L’intesa è stata accolta positivamente dalle organizzazioni sindacali, che parlano di un rinnovo capace di coniugare aumenti salariali, diritti e innovazione. Nel comunicato stampa di Ania viene presentata come “un’intesa che coniuga valorizzazione del lavoro, sostenibilità e competitività delle imprese“.

Su profilo LinkedIn si legge:

rinnovo ccnl assicurazioni

Aumenti in busta paga: fino a 280 euro in più

La parte più attesa del rinnovo riguarda senza dubbio gli stipendi. Il nuovo contratto prevede infatti un aumento complessivo di 280 euro lordi per il quarto livello settima classe, pari a circa l’11,5% in più.

Gli incrementi saranno distribuiti in tre tranche:

  • 100 euro dal 1° gennaio 2026;
  • altri 100 euro dal 1° gennaio 2027;
  • ultimi 80 euro dal 1° gennaio 2028.

Gli aumenti arriveranno gradualmente nelle buste paga dei lavoratori del comparto assicurativo e rappresentano uno degli interventi economici più consistenti degli ultimi rinnovi contrattuali del settore.

Una tantum da 1.000 euro: come sarà pagata

Oltre agli aumenti mensili, il rinnovo prevede anche una una tantum da 1.000 euro legata agli arretrati del 2025.

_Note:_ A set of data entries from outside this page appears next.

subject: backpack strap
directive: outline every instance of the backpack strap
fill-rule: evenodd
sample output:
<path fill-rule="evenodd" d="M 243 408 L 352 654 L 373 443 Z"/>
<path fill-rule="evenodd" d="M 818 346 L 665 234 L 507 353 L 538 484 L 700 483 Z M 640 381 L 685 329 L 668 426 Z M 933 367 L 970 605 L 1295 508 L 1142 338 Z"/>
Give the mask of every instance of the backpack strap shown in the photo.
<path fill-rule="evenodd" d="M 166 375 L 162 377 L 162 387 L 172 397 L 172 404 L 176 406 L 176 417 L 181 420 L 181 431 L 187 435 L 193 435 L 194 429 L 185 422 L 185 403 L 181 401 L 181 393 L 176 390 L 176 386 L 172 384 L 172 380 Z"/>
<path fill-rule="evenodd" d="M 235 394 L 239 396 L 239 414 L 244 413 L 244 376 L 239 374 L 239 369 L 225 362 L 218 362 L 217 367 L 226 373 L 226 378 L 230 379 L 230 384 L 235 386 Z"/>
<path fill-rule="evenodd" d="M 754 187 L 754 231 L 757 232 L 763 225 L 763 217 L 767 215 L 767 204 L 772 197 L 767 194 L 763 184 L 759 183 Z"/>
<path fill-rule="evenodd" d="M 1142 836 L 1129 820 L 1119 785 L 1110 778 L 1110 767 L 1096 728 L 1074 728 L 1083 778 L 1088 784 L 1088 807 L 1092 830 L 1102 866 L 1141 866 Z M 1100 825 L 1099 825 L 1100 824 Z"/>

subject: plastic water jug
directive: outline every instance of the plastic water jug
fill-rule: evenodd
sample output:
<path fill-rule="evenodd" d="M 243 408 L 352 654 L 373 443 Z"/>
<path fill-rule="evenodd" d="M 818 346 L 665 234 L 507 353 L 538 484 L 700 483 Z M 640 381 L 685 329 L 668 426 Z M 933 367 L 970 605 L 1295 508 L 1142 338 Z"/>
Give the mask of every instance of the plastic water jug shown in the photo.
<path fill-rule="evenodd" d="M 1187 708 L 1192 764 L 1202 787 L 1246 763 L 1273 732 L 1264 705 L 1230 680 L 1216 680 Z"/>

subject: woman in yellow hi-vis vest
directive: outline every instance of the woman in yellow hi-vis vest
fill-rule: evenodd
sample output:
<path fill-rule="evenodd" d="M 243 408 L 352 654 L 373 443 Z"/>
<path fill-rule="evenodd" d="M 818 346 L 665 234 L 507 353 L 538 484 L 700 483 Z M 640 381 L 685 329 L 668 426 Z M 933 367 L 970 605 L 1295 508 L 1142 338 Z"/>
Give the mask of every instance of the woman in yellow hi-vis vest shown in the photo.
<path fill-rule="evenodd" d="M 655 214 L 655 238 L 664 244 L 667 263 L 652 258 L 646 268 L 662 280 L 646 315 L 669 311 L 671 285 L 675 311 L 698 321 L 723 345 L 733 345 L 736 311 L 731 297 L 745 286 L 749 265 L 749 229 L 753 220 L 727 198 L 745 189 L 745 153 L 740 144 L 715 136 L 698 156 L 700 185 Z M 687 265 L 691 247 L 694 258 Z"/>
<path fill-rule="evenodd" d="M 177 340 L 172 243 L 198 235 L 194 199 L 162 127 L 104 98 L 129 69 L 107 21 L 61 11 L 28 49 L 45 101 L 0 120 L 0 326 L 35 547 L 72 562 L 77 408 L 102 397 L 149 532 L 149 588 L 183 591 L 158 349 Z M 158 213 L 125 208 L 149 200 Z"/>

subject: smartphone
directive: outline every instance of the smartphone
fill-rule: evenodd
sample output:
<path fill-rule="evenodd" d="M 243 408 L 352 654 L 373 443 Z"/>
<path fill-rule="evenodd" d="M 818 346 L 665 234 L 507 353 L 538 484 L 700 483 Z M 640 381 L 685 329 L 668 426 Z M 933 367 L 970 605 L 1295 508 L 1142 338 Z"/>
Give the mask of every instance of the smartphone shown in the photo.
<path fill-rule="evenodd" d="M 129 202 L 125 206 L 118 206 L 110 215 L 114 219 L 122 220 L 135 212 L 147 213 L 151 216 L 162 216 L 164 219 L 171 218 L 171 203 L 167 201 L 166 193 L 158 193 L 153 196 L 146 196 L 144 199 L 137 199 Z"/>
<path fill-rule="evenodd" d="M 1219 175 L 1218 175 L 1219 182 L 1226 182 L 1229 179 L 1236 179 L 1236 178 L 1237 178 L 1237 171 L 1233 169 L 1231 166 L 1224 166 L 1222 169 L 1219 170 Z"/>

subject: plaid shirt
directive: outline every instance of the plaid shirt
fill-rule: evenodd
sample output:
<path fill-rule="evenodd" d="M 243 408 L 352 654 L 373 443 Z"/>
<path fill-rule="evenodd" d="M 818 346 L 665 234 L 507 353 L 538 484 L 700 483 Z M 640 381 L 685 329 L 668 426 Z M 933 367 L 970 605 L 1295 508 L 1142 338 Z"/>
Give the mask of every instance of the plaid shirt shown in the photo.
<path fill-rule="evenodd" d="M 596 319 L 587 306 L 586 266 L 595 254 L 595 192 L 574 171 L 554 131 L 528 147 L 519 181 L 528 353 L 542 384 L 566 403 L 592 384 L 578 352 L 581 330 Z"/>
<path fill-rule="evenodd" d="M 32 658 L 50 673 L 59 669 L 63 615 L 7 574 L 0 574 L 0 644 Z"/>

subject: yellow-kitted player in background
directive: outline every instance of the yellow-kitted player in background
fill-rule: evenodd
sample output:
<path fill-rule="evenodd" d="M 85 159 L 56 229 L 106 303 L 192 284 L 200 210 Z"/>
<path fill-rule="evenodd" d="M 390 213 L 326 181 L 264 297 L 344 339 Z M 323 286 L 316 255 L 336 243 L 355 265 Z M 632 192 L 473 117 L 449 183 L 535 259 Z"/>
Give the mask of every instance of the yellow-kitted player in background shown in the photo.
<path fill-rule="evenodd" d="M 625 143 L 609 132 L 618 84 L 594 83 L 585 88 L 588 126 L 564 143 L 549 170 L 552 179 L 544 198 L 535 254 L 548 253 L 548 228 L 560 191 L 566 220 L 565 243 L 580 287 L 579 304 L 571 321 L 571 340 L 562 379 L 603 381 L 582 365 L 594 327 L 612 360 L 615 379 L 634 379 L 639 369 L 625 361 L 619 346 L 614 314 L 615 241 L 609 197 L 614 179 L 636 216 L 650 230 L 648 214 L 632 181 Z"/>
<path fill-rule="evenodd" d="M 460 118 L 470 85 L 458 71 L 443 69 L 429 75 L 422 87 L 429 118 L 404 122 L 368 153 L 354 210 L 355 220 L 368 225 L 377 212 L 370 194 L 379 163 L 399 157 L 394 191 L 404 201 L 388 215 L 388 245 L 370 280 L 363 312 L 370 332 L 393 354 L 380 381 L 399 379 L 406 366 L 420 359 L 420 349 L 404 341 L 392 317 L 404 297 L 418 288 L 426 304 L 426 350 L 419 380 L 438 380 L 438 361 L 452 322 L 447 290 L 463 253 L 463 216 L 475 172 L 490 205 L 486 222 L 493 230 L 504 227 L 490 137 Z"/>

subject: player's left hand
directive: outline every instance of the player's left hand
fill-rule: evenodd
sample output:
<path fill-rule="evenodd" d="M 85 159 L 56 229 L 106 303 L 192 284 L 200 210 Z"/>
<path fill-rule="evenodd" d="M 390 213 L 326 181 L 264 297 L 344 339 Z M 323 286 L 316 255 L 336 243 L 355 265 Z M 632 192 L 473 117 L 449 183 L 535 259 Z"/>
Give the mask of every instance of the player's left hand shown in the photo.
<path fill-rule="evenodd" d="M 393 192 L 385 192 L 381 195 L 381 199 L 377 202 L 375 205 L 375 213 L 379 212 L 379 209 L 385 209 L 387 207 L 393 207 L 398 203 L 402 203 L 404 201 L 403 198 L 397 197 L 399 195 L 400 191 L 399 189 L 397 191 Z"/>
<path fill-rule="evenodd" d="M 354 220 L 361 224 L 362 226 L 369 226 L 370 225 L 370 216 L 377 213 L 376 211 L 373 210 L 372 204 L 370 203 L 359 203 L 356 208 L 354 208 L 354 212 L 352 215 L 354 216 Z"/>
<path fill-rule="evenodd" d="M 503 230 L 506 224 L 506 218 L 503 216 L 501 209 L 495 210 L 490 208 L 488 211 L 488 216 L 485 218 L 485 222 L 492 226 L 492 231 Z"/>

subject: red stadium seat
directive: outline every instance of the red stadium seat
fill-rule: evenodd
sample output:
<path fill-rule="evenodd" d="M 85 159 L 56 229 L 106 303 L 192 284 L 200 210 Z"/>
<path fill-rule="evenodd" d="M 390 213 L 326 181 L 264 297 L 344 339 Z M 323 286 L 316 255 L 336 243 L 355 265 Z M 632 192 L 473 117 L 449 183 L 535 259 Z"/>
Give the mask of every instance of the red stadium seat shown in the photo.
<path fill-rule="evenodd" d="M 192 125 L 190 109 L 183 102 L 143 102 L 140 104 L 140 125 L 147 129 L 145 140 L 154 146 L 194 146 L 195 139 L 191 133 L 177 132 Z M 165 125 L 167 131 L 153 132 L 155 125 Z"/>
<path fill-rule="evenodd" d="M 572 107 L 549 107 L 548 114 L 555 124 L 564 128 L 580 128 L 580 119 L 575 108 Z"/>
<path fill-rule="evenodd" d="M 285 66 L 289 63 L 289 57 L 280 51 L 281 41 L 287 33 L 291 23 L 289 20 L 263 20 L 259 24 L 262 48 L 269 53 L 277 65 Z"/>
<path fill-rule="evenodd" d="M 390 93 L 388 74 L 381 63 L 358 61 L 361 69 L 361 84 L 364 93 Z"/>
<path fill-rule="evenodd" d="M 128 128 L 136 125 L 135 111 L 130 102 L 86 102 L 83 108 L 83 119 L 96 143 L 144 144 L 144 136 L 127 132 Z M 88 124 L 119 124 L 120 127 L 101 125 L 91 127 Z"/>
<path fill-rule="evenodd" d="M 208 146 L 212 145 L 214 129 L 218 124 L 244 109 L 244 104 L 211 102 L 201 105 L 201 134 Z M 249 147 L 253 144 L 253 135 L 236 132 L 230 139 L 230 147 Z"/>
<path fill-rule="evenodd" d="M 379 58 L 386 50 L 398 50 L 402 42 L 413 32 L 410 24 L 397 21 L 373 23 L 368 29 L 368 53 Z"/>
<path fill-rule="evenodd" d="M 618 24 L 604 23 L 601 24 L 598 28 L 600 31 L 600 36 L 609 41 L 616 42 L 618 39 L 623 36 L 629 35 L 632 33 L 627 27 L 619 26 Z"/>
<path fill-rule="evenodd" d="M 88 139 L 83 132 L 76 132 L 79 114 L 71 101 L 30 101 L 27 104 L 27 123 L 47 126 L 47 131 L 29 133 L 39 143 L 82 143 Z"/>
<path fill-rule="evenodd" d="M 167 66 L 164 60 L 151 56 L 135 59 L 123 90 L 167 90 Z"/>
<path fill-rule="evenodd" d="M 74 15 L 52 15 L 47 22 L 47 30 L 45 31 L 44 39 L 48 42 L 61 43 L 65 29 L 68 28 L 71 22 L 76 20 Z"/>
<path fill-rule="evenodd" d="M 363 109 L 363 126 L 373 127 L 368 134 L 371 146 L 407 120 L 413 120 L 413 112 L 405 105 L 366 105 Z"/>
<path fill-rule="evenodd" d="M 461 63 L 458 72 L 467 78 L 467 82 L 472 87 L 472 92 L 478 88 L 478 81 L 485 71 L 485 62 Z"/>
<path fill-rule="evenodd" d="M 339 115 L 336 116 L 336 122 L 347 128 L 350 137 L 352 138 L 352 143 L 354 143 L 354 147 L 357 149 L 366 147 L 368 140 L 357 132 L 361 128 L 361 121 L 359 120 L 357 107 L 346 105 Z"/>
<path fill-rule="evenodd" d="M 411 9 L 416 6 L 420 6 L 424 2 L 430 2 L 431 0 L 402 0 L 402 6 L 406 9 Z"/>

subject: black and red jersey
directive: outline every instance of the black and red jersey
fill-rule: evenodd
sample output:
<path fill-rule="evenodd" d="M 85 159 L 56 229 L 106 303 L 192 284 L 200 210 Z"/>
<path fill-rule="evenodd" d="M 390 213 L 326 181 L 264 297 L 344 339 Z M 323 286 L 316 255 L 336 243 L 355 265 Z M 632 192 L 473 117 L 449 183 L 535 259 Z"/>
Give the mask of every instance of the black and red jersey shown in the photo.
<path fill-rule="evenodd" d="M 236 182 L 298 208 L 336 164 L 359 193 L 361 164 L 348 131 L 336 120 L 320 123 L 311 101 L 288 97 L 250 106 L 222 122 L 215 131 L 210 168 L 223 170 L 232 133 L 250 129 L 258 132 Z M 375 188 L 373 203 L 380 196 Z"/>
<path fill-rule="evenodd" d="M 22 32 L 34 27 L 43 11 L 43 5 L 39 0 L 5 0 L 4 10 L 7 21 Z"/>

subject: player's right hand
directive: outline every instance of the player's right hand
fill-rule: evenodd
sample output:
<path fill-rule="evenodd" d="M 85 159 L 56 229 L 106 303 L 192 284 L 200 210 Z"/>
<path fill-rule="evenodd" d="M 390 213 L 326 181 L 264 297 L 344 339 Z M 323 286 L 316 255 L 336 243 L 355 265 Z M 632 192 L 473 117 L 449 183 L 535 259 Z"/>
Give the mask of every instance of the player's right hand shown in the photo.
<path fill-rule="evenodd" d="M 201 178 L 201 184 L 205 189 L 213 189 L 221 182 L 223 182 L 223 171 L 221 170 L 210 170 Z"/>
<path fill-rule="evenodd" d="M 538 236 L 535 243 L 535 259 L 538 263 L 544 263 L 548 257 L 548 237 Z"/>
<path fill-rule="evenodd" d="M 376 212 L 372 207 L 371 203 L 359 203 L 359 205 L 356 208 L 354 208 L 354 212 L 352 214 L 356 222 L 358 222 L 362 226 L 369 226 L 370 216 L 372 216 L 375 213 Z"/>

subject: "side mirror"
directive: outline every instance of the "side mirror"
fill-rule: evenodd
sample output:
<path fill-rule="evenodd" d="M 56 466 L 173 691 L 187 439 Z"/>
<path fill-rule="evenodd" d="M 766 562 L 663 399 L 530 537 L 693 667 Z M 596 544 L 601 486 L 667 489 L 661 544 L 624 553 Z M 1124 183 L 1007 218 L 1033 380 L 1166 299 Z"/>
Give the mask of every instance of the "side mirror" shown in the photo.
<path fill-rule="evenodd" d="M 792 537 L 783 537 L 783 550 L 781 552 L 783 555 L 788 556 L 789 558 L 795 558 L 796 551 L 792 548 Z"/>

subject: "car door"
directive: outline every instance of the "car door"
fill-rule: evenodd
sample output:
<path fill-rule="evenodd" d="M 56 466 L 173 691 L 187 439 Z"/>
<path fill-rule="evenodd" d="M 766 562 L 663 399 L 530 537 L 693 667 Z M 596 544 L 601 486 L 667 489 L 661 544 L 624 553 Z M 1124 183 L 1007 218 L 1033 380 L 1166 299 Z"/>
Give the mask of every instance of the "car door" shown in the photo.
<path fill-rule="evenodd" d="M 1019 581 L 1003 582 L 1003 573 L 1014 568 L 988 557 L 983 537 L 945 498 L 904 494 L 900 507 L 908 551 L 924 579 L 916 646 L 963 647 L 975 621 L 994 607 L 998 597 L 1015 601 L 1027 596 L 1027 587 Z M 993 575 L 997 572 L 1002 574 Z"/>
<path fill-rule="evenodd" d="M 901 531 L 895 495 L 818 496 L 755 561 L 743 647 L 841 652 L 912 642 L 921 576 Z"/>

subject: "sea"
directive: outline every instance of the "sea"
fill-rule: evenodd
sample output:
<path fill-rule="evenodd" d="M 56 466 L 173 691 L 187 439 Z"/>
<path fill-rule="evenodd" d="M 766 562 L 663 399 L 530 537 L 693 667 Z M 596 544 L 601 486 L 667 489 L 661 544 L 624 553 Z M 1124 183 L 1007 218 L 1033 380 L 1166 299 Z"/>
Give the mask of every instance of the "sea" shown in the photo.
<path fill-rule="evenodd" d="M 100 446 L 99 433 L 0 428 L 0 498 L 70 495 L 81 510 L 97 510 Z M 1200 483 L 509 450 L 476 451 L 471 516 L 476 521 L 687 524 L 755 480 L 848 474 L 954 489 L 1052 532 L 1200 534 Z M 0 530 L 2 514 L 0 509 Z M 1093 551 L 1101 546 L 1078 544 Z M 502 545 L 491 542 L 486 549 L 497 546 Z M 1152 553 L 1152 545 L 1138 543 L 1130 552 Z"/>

La cifra sarà suddivisa in due parti:

  • 550 euro direttamente in busta paga;
  • 450 euro sotto forma di welfare aziendale.

Per chi sceglierà il versamento nel Fondo Pensione, la quota da 550 euro potrà salire fino a 638 euro.

Sia la prima tranche dell’aumento sia la una tantum saranno erogate con la busta paga di luglio, momento che quindi sarà particolarmente atteso dai lavoratori interessati.

Intelligenza artificiale e nuove tutele: cosa cambia nel contratto

Una parte centrale dell’accordo riguarda le norme sul lavoro e l’utilizzo dell’intelligenza artificiale. Su quest’ultimo punto, nel testo viene specificato che l’IA potrà essere utilizzata soltanto come supporto al lavoro umano.

È inoltre prevista la creazione di un protocollo dedicato alla trasparenza, alla formazione e alla tutela dei dipendenti nei processi di digitalizzazione. Per monitorare questi cambiamenti nascerà anche un Comitato nazionale dedicato alla trasformazione del settore assicurativo.

Più permessi, diritto alla disconnessione e tutela della genitorialità nel nuovo CCNL

Il rinnovo introduce anche diverse novità normative a favore dei lavoratori. Tra le principali:

  • aumento delle ore di permesso (ulteriori 6 ore alle 8 già esistenti);
  • rafforzamento del diritto alla disconnessione;
  • maggiori tutele per salute e fragilità;
  • nuove misure per la conciliazione tra vita privata e lavoro;
  • permessi aggiuntivi per i padri;
  • maggiore attenzione a inclusività e disabilità.

È stata inoltre introdotta la possibilità del cosiddetto “volontariato di competenza”, che sarà regolato a livello aziendale.

Ora la parola passa ai lavoratori

L’ipotesi di accordo dovrà adesso essere sottoposta all’approvazione dei lavoratori attraverso assemblee sindacali che saranno convocate nelle prossime settimane.

Nel frattempo, però, il rinnovo viene già considerato uno dei più significativi degli ultimi anni nel settore assicurativo, soprattutto per l’impatto economico immediato tra aumenti in busta paga e pagamento degli arretrati.